Still I think the mechanic tries to be fair. When you do the math, the results often don't seem too weird or unexpected. Also, specialist mage saving throw penalties are applied correctly. I tried this by creating a necromancer and casting finger of deaths on a dwarf with save vs spell of -1. If it is just the natural spell, the dwarf should always save. Even if he rolls a 1, with -2 from the spell, it becomes -1 and I have seen save vs spell:-1 message. However, before even the tenth casting, he failed once, because necromancer applies a further -2 to the save, so he has to save at -4. Thus any roll of 3 or better saves, but rolls of 1 and 2 fail. (%10 fail chance)
Note that a roll of 1 or a roll of 20 are not considered critical failures or successes when it comes to saving throws.
Ok, please correct me if I'm wrong, but there are a few things involved in finding the actual sample mean. Basically, the claim you want to make is that you are a certain percent sure, *ci*, that the actual mean of the distribution is within a certain margin of error, *me*, of the mean calculated from the sample *p*.
From this, the calculation is
me z p n = z * sqrt (p*(1-p)/n)
where n is the sample size, and z is a number corresponding to the confidence, *ci*. A z=1.645 corresponds to ci=90%, z=1.96 for ci=95%, and z=2.58 for ci=99%. So, using the the 95% interval:
me 1.96 (3/20) 20 = 0.15
me 1.96 ( 3/20) 50 = 0.1
me 1.96 (3/20) 500 = 0.03
So, for the sample of fifty, and assuming you still had the same ratio of fails, you can be 95 percent certain that the true mean is actually somewhere between 5%-25%, i.e. 15% +/- 10%
Computers can't roll dice, flip coins, or in any other such way generate random numbers. Instead, they quote a series of simulated "random" numbers from very long mathematical number strings, which are not infinite, and eventually begin to repeat.

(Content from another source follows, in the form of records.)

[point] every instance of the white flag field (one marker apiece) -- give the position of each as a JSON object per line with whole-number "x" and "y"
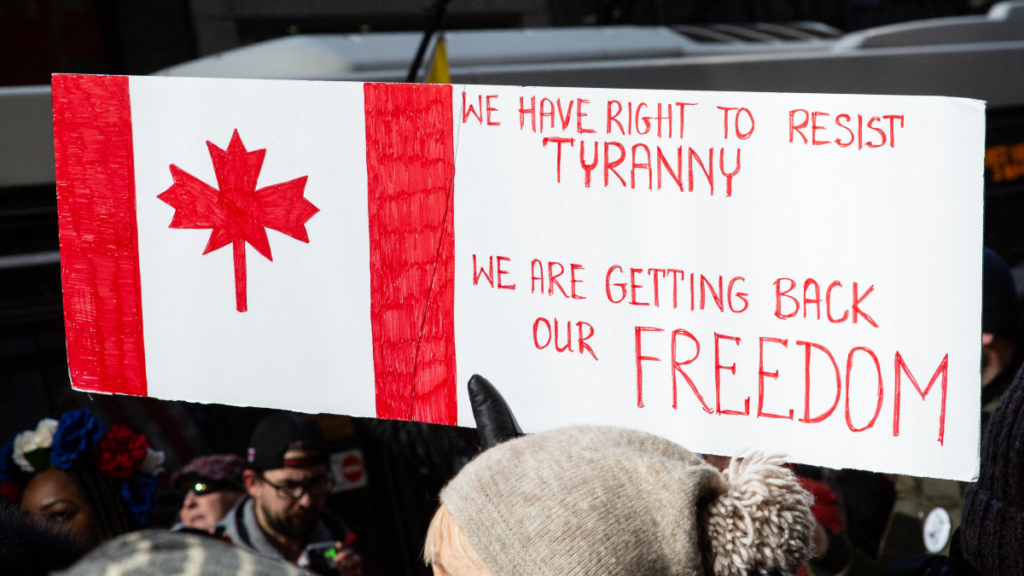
{"x": 798, "y": 274}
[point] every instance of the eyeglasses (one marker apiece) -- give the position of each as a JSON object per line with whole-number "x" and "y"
{"x": 202, "y": 487}
{"x": 294, "y": 491}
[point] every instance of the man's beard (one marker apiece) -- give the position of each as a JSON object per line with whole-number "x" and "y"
{"x": 289, "y": 526}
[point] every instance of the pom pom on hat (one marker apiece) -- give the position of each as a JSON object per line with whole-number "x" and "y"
{"x": 762, "y": 523}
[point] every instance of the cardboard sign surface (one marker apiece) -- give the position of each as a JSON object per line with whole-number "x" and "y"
{"x": 792, "y": 273}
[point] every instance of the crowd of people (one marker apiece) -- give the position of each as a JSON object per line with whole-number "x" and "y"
{"x": 77, "y": 496}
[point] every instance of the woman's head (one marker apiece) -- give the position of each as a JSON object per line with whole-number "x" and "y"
{"x": 589, "y": 500}
{"x": 53, "y": 498}
{"x": 77, "y": 475}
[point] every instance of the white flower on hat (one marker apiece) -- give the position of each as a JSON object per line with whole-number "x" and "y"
{"x": 30, "y": 441}
{"x": 154, "y": 462}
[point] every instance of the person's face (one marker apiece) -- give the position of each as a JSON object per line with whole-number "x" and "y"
{"x": 52, "y": 497}
{"x": 290, "y": 499}
{"x": 202, "y": 511}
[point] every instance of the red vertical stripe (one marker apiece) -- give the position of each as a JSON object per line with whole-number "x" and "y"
{"x": 98, "y": 238}
{"x": 411, "y": 171}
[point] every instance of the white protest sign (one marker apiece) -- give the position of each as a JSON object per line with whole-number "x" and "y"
{"x": 791, "y": 273}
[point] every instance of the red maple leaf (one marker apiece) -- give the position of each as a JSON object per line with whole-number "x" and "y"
{"x": 239, "y": 212}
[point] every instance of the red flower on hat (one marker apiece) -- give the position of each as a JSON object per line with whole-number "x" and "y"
{"x": 120, "y": 452}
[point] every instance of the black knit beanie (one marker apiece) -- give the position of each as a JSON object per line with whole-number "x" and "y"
{"x": 998, "y": 298}
{"x": 992, "y": 529}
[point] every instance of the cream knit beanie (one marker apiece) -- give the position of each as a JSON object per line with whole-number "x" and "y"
{"x": 596, "y": 501}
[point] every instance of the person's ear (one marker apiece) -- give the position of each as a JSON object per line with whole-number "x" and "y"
{"x": 251, "y": 480}
{"x": 495, "y": 421}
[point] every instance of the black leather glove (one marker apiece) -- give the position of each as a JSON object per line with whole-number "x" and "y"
{"x": 495, "y": 421}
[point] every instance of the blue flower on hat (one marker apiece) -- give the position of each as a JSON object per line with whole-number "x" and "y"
{"x": 78, "y": 430}
{"x": 139, "y": 493}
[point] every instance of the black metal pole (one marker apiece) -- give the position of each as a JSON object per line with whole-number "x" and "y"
{"x": 436, "y": 14}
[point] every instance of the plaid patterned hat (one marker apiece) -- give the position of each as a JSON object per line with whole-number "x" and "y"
{"x": 219, "y": 467}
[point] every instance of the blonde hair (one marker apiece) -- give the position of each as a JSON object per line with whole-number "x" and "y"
{"x": 444, "y": 532}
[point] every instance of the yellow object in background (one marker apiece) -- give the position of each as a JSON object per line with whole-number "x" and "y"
{"x": 438, "y": 67}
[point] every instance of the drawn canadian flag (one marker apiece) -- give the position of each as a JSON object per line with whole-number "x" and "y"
{"x": 183, "y": 203}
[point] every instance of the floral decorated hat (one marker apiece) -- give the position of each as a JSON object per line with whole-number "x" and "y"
{"x": 117, "y": 452}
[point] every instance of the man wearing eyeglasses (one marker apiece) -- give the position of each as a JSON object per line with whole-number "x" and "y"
{"x": 287, "y": 480}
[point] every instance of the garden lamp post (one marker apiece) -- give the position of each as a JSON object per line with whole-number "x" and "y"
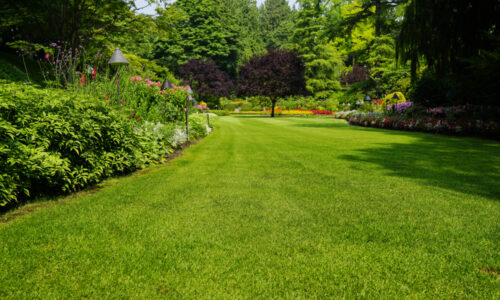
{"x": 118, "y": 60}
{"x": 189, "y": 97}
{"x": 166, "y": 85}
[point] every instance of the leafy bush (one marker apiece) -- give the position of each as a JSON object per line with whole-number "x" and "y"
{"x": 54, "y": 141}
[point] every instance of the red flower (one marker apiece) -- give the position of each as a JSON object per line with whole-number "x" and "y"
{"x": 82, "y": 80}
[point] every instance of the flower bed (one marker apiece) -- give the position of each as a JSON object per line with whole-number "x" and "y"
{"x": 286, "y": 112}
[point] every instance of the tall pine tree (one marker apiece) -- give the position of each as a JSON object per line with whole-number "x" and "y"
{"x": 276, "y": 23}
{"x": 323, "y": 63}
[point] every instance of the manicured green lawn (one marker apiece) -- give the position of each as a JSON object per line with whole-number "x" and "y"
{"x": 283, "y": 208}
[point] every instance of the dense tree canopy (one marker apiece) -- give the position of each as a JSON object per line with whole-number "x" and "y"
{"x": 276, "y": 23}
{"x": 276, "y": 74}
{"x": 450, "y": 44}
{"x": 206, "y": 80}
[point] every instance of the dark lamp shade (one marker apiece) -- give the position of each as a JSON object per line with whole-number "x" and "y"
{"x": 166, "y": 85}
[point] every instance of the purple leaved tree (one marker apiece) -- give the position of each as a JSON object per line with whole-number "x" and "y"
{"x": 206, "y": 80}
{"x": 276, "y": 74}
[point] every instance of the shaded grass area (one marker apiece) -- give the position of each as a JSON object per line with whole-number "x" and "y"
{"x": 263, "y": 208}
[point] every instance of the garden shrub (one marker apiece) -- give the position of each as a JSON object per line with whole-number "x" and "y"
{"x": 54, "y": 141}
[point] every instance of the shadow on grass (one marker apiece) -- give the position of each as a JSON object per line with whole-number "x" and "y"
{"x": 323, "y": 125}
{"x": 459, "y": 164}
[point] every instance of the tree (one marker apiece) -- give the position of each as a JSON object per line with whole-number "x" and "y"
{"x": 276, "y": 74}
{"x": 71, "y": 21}
{"x": 244, "y": 15}
{"x": 206, "y": 80}
{"x": 206, "y": 31}
{"x": 276, "y": 23}
{"x": 452, "y": 38}
{"x": 323, "y": 63}
{"x": 381, "y": 11}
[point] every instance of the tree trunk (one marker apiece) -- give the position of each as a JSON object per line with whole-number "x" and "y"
{"x": 378, "y": 18}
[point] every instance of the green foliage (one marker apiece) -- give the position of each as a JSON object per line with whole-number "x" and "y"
{"x": 54, "y": 141}
{"x": 276, "y": 23}
{"x": 149, "y": 69}
{"x": 323, "y": 63}
{"x": 206, "y": 30}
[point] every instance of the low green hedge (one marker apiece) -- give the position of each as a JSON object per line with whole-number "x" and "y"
{"x": 54, "y": 141}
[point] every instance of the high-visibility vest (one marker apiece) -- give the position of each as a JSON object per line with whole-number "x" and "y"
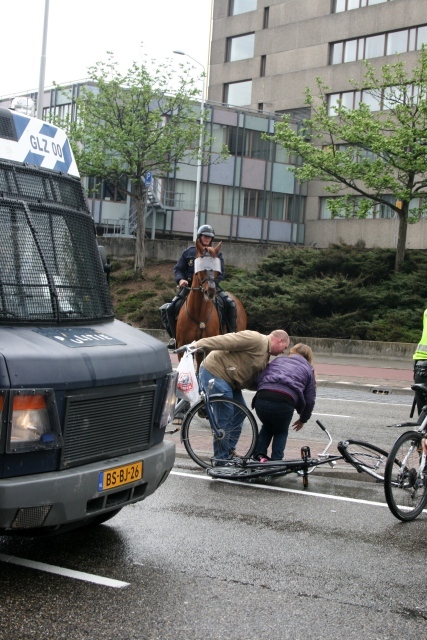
{"x": 421, "y": 350}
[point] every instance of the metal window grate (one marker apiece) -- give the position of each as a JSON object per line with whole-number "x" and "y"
{"x": 94, "y": 426}
{"x": 50, "y": 269}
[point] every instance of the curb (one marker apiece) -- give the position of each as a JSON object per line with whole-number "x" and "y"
{"x": 372, "y": 388}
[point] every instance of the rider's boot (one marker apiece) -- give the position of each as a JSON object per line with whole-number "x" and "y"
{"x": 231, "y": 312}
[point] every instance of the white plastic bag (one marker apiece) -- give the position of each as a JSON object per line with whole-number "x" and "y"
{"x": 187, "y": 386}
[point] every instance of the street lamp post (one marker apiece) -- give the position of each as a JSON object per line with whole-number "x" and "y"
{"x": 40, "y": 94}
{"x": 199, "y": 155}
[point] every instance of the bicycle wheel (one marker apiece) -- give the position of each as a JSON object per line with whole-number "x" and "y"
{"x": 364, "y": 457}
{"x": 238, "y": 471}
{"x": 404, "y": 483}
{"x": 237, "y": 436}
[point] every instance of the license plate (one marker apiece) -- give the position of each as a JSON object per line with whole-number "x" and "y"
{"x": 119, "y": 476}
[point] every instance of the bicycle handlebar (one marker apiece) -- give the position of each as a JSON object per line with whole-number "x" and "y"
{"x": 186, "y": 348}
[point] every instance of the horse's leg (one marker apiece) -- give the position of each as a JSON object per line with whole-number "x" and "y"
{"x": 241, "y": 318}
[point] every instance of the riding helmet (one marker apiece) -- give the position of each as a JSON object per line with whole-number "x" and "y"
{"x": 206, "y": 230}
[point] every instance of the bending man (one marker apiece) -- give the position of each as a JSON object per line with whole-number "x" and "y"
{"x": 234, "y": 363}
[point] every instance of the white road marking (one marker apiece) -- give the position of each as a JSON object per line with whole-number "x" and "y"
{"x": 332, "y": 415}
{"x": 282, "y": 489}
{"x": 390, "y": 404}
{"x": 66, "y": 573}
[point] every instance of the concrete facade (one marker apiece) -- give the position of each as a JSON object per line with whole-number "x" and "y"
{"x": 293, "y": 42}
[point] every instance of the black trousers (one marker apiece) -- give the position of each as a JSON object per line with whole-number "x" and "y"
{"x": 420, "y": 375}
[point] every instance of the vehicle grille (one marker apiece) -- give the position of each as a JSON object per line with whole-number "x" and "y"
{"x": 103, "y": 426}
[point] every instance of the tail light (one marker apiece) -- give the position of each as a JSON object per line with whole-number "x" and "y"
{"x": 33, "y": 421}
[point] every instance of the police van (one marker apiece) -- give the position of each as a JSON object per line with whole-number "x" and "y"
{"x": 84, "y": 398}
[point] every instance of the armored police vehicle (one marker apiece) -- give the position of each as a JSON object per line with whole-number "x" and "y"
{"x": 84, "y": 398}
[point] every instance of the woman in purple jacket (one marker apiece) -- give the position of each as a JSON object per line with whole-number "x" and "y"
{"x": 287, "y": 383}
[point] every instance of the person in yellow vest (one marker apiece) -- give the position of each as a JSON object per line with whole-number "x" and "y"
{"x": 420, "y": 363}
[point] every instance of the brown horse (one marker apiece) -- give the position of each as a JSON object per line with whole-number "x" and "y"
{"x": 198, "y": 317}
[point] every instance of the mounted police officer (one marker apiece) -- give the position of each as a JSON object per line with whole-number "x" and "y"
{"x": 184, "y": 272}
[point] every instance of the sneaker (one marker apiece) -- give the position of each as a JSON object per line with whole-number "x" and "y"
{"x": 223, "y": 463}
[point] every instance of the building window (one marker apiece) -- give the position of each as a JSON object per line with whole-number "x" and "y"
{"x": 238, "y": 93}
{"x": 348, "y": 5}
{"x": 377, "y": 211}
{"x": 379, "y": 45}
{"x": 241, "y": 6}
{"x": 266, "y": 17}
{"x": 248, "y": 143}
{"x": 351, "y": 100}
{"x": 102, "y": 189}
{"x": 240, "y": 47}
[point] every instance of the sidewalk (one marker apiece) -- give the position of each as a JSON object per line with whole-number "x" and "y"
{"x": 364, "y": 373}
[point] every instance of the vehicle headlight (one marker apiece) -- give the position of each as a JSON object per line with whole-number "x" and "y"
{"x": 168, "y": 409}
{"x": 33, "y": 422}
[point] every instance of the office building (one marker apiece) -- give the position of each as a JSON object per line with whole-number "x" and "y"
{"x": 264, "y": 53}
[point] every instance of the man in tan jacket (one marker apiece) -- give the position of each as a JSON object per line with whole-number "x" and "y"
{"x": 234, "y": 362}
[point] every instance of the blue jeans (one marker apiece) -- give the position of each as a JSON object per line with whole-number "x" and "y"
{"x": 276, "y": 418}
{"x": 227, "y": 418}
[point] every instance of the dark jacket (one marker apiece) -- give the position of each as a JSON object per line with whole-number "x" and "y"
{"x": 292, "y": 375}
{"x": 184, "y": 268}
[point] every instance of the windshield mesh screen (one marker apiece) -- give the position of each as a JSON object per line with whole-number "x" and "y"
{"x": 50, "y": 268}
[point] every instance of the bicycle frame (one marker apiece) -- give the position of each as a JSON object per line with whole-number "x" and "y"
{"x": 244, "y": 468}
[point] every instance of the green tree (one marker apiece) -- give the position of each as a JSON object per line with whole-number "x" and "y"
{"x": 372, "y": 154}
{"x": 129, "y": 123}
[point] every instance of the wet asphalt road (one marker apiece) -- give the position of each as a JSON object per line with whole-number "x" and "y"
{"x": 206, "y": 559}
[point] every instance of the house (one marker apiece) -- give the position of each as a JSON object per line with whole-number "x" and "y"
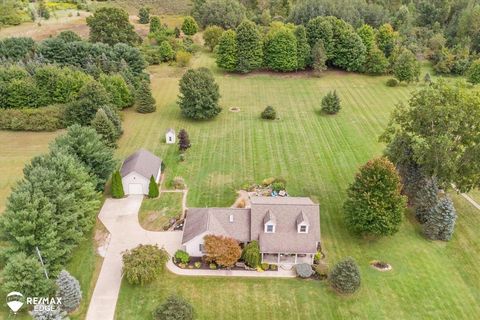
{"x": 137, "y": 170}
{"x": 170, "y": 136}
{"x": 286, "y": 228}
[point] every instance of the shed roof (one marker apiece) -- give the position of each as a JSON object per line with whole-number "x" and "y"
{"x": 142, "y": 162}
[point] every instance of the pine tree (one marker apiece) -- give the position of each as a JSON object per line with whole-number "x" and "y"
{"x": 153, "y": 188}
{"x": 145, "y": 101}
{"x": 117, "y": 185}
{"x": 105, "y": 128}
{"x": 183, "y": 141}
{"x": 69, "y": 290}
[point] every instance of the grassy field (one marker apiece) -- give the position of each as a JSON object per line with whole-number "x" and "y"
{"x": 318, "y": 155}
{"x": 156, "y": 213}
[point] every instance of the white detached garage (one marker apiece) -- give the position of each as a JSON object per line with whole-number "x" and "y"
{"x": 137, "y": 170}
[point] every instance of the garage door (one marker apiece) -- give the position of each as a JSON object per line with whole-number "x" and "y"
{"x": 135, "y": 188}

There are problems inherent in generating these strings and programming them. The algorithms used are very mathematically complicated, and have changed over time. We don't know what RNG algorithm or seed the BG program uses. I don't even think the current devs know that.
For detailed information on computer RNG, the wiki article is a good place to start:
https://en.wikipedia.org/wiki/Random_number_generation
There IS a pattern to RNG. But the pattern is so complex that our ability to figure it out is zero.
You can treat it as effectively random.